Electrochemical cofactor recycling of bacterial microcompartments.

Bacterial microcompartments (BMCs) are prokaryotic organelles that consist of a protein shell which sequesters metabolic reactions in its interior. While most of the substrates and products are relatively small and can permeate the shell, many of the encapsulated enzymes require cofactors that must be regenerated inside. We have analyzed the occurrence of an enzyme previously assigned as a cobalamin (vitamin B) reductase and, curiously, found it in many unrelated BMC types that do not employ B cofactors.
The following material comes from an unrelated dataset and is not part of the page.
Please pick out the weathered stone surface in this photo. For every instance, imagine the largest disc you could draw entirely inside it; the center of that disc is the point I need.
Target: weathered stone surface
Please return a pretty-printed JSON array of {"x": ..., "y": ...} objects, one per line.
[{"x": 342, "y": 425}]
We propose Nicotinamide adenine dinucleotide (NAD+) regeneration as the function of this enzyme and name it Metabolosome Nicotinamide Adenine Dinucleotide Hydrogen (NADH) dehydrogenase (MNdh). Its partner shell protein BMC-T (tandem domain BMC shell protein of the single layer type for electron transfer) assists in passing the generated electrons to the outside. We support this hypothesis with bioinformatic analysis, functional assays, Electron Paramagnetic Resonance spectroscopy, protein voltammetry, and structural modeling verified with X-ray footprinting. This finding represents a paradigm for the BMC field, identifying a new, widely occurring route for cofactor recycling and a new function for the shell as separating redox environments.